WASHINGTON (Reuters) – President Donald Trump said U.S. homeland security officials will make a plea for a southern border wall in a White House meeting with congressional leaders on Wednesday, adding that he was open to working on a path to legal status for young illegal immigrants known as Dreamers.
Trump invited Democratic and Republican leaders in Congress to the White House for the border security briefing on the 12th day of a partial U.S. government shutdown triggered by his demand for $5 billion in wall funding.
Department of Homeland Security officials will brief the congressional leaders, White House spokeswoman Sarah Sanders said, on the last day that Trump’s fellow Republicans will control both chambers of Congress.
The meeting is set for 3 p.m. (2000 GMT) in the White House Situation Room, generally used for high-level security concerns such as military planning.
Federal courts have blocked Trump’s effort to end a program begun in 2012 under Democratic former President Barack Obama that protected hundreds of thousands of illegal immigrants brought into the United States as children from deportation and gave them work permits.
After a White House meeting on Sunday, Republican Senator Lindsey Graham said Trump was receptive to Graham’s idea of a deal that might provide work permits to Dreamers in exchange for money for physical border barriers.
Trump’s administration asked the U.S. Supreme Court in November to allow the president to end Obama’s Deferred Action for Childhood Arrivals, or DACA.
Speaking at the White House, Trump said on Wednesday he was sure the Supreme Court would side with him and that the administration would then be able to make a deal easily on the so-called Dreamers and the wall.
Democrats take charge of the House of Representatives from Trump’s fellow Republicans when the new 2019-2020 Congress convenes on Thursday. Led by presumptive House Speaker Nancy Pelosi, they have scheduled votes on their first day in power on legislation that would end the shutdown without providing the wall funding Trump wants.
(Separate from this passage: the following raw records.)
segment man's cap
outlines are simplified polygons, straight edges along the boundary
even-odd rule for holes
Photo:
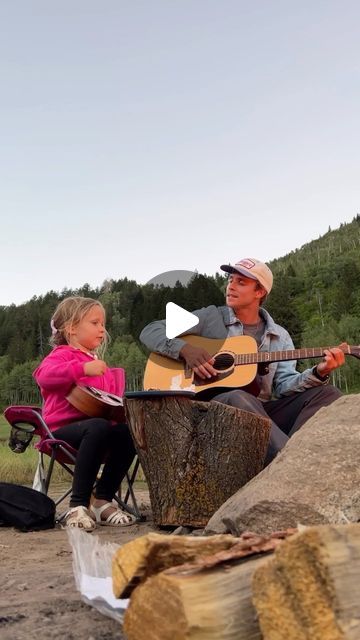
[[[267,264],[256,258],[242,258],[236,264],[222,264],[220,269],[226,273],[240,273],[246,278],[257,280],[270,293],[273,285],[273,274]]]

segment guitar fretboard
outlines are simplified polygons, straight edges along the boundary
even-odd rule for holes
[[[235,364],[257,364],[258,362],[281,362],[282,360],[321,358],[327,349],[331,349],[331,347],[311,347],[308,349],[292,349],[290,351],[240,353],[235,356]]]

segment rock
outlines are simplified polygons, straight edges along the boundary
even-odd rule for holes
[[[360,394],[320,409],[211,517],[205,533],[360,521]]]

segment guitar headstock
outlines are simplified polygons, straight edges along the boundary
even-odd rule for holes
[[[351,346],[349,347],[350,349],[350,355],[351,356],[355,356],[355,358],[359,358],[360,359],[360,345],[358,346]]]

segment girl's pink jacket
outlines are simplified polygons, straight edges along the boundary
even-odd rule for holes
[[[44,401],[42,415],[51,431],[84,419],[84,414],[75,409],[65,397],[74,385],[88,385],[117,396],[123,395],[124,369],[108,368],[102,376],[85,376],[84,364],[92,360],[93,356],[80,349],[61,345],[55,347],[35,369],[33,376]]]

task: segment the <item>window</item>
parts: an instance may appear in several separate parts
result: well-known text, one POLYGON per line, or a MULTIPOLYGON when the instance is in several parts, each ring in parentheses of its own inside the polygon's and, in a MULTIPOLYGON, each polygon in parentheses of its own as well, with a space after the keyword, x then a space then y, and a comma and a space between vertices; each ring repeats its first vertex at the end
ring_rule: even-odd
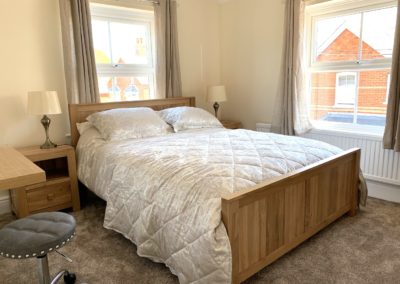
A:
POLYGON ((356 98, 356 72, 336 73, 336 106, 354 107, 356 98))
POLYGON ((101 102, 153 98, 153 12, 90 7, 101 102))
POLYGON ((310 117, 325 128, 382 131, 397 1, 307 7, 310 117))

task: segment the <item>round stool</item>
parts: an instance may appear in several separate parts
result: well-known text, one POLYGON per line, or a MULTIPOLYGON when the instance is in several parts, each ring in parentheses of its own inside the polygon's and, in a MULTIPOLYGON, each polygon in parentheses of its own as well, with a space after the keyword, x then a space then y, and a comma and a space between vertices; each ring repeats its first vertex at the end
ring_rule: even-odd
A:
POLYGON ((56 283, 63 275, 66 283, 75 283, 75 274, 60 271, 50 282, 47 254, 66 245, 75 235, 74 217, 62 212, 31 215, 0 230, 0 255, 12 259, 36 257, 39 283, 56 283))

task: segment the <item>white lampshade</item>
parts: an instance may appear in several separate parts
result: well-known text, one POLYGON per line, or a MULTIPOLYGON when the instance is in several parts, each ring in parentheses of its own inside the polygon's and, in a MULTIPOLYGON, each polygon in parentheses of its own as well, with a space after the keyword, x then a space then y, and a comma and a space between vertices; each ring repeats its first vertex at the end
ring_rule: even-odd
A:
POLYGON ((28 93, 28 112, 30 114, 61 113, 60 101, 56 91, 28 93))
POLYGON ((207 102, 225 102, 225 86, 211 86, 207 90, 207 102))

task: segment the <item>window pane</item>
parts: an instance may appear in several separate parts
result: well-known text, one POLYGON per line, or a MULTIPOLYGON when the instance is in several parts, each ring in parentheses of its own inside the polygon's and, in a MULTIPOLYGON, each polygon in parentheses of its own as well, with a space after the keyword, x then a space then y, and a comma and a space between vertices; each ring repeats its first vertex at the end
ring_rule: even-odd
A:
POLYGON ((389 70, 313 73, 311 119, 384 126, 389 74, 389 70))
POLYGON ((150 99, 149 76, 116 77, 115 82, 122 101, 150 99))
POLYGON ((92 20, 92 33, 96 64, 111 63, 107 21, 92 20))
POLYGON ((390 58, 397 7, 364 13, 362 59, 390 58))
MULTIPOLYGON (((337 91, 337 77, 340 78, 340 75, 337 76, 335 72, 312 74, 311 119, 353 123, 354 103, 348 105, 337 104, 337 101, 343 99, 342 97, 336 97, 337 93, 340 92, 337 91)), ((343 78, 346 78, 346 75, 343 78)), ((343 96, 345 96, 345 94, 343 96)))
POLYGON ((353 106, 356 101, 356 72, 341 72, 336 74, 335 106, 353 106))
POLYGON ((102 103, 120 101, 119 92, 114 90, 112 77, 98 77, 100 101, 102 103))
POLYGON ((360 72, 357 123, 385 126, 389 70, 360 72))
POLYGON ((149 64, 147 26, 110 23, 111 49, 114 64, 149 64))
POLYGON ((314 61, 358 59, 361 14, 317 20, 313 43, 314 61))
POLYGON ((99 77, 100 101, 135 101, 148 100, 151 77, 99 77))

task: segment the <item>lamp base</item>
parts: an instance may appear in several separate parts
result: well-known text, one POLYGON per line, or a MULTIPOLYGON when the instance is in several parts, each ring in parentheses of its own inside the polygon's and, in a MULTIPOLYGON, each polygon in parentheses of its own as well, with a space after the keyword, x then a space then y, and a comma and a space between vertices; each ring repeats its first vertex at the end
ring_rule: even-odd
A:
POLYGON ((40 149, 51 149, 57 147, 57 144, 51 142, 49 138, 49 126, 50 126, 50 118, 47 115, 43 115, 42 120, 40 121, 44 127, 44 131, 46 132, 46 141, 40 146, 40 149))
POLYGON ((40 149, 52 149, 56 147, 57 144, 51 142, 50 139, 46 139, 46 141, 42 145, 40 145, 40 149))
POLYGON ((215 117, 218 118, 219 103, 215 102, 213 107, 214 107, 214 111, 215 111, 215 117))

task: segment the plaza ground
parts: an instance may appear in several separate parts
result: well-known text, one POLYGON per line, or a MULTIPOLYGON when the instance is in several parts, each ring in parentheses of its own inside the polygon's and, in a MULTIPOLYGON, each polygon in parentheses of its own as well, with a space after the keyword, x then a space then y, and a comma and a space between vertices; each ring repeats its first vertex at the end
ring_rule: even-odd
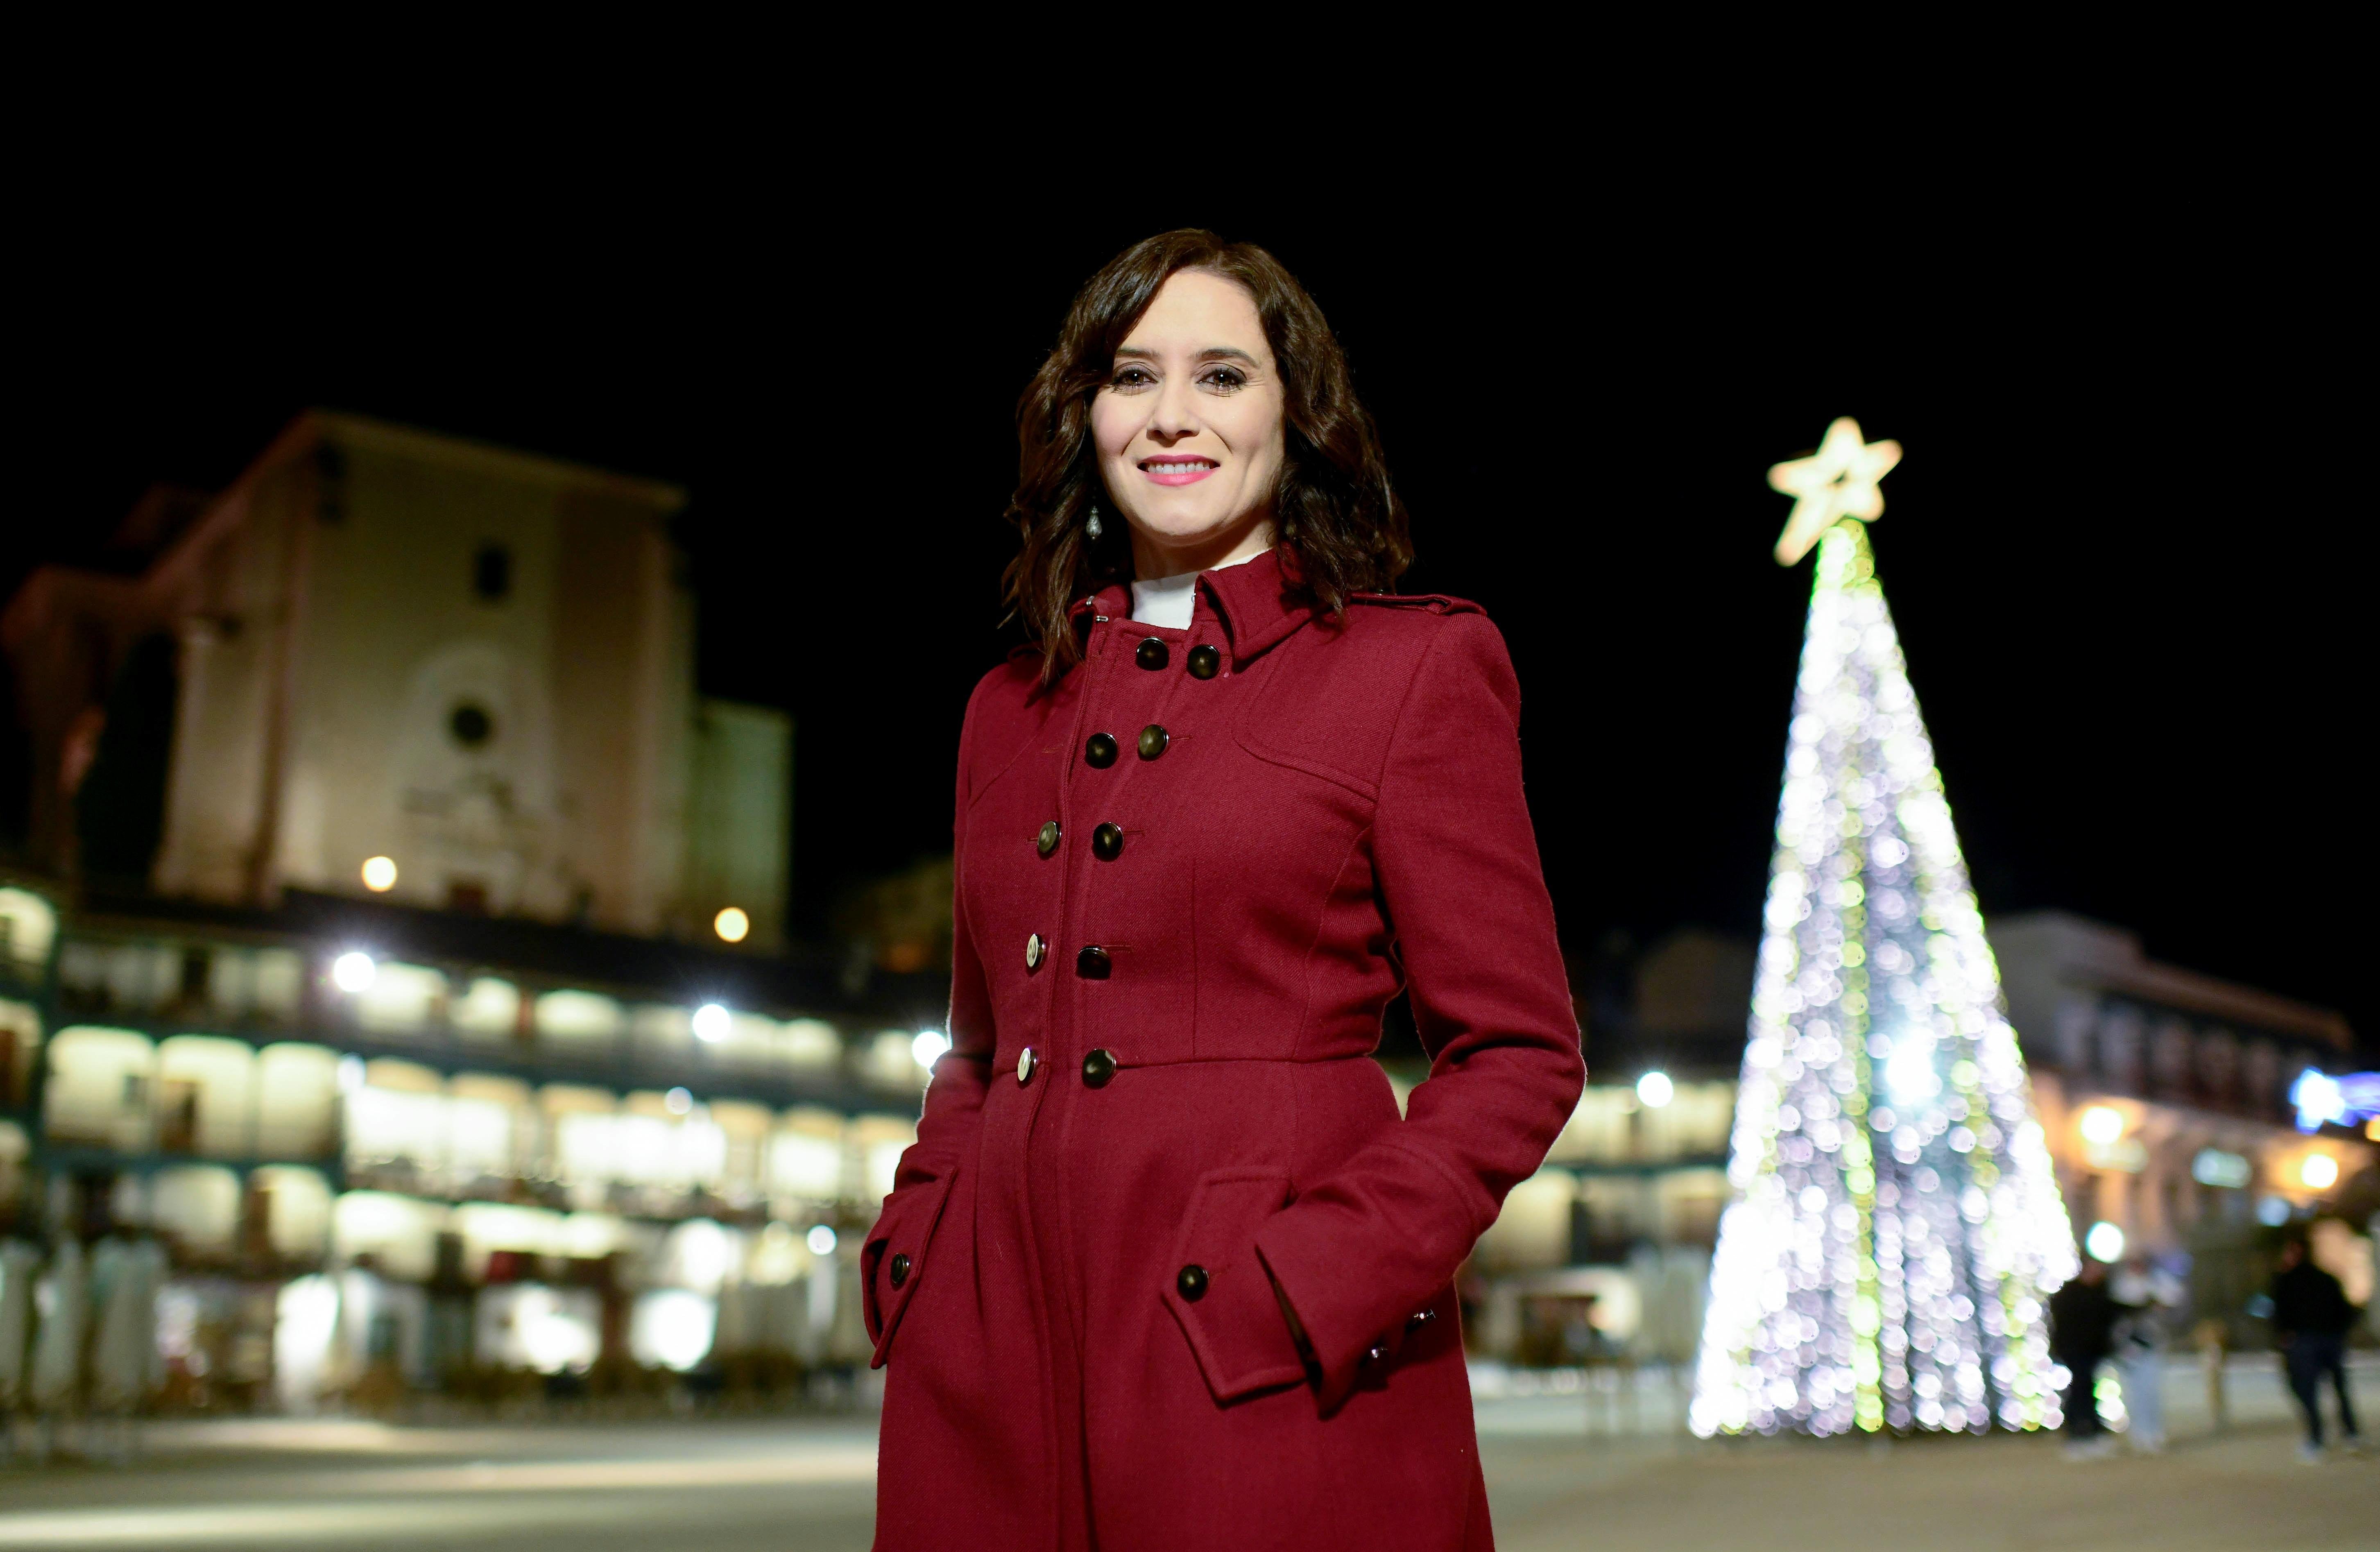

Republicans retain control of the Senate.
“The Pelosi plan is a non-starter because it does not fund our homeland security or keep American families safe from human trafficking, drugs, and crime,” Sanders said in a statement late on Tuesday.
Roughly a quarter of the federal government and 800,000 federal employees are affected by a shutdown, which was caused by a lapse in funding for the agencies.
The shutdown, which began on Dec. 22, was precipitated by Trump’s demand as part of any federal funding measure for $5 billion to help build a wall along the U.S.-Mexican border that was a centerpiece of his 2016 presidential campaign. The project’s total price tag is estimated at $23 billion.
It was unclear if Wednesday’s meeting, arranged by Trump on Tuesday, would lead to a breakthrough. Democrats oppose the wall and Trump’s funding demand.
Trump said U.S. Immigration and Customs Enforcement and border patrol officials will make a plea for a wall at the meeting.
Democrats sought to lower expectations for the gathering. A senior Democratic aide said, “It not a meeting, it is a briefing. We expect a one-sided, non-factual presentation. Expect Democrats to again have to correct the record in the meeting and afterward.”
Prospects for the two-part Democratic spending package that will be voted upon in the House appear grim in the Senate. The measure sets up the first major battle of the new Congress between House Democrats led by Pelosi and Republican Senate Majority Leader Mitch McConnell. McConnell has said Senate Republicans will not approve a spending measure Trump does not support.
The visit by Pelosi and Democratic Senate leader Chuck Schumer would be their first to the White House since their sharp exchange with Trump in the Oval Office on Dec. 11 during which the president told them he would be “proud to shut down the government for border security.” He has since blamed Democrats for the shutdown.
Trump made the border wall a key part of his presidential campaign and said Mexico would pay for it. Mexico has refused.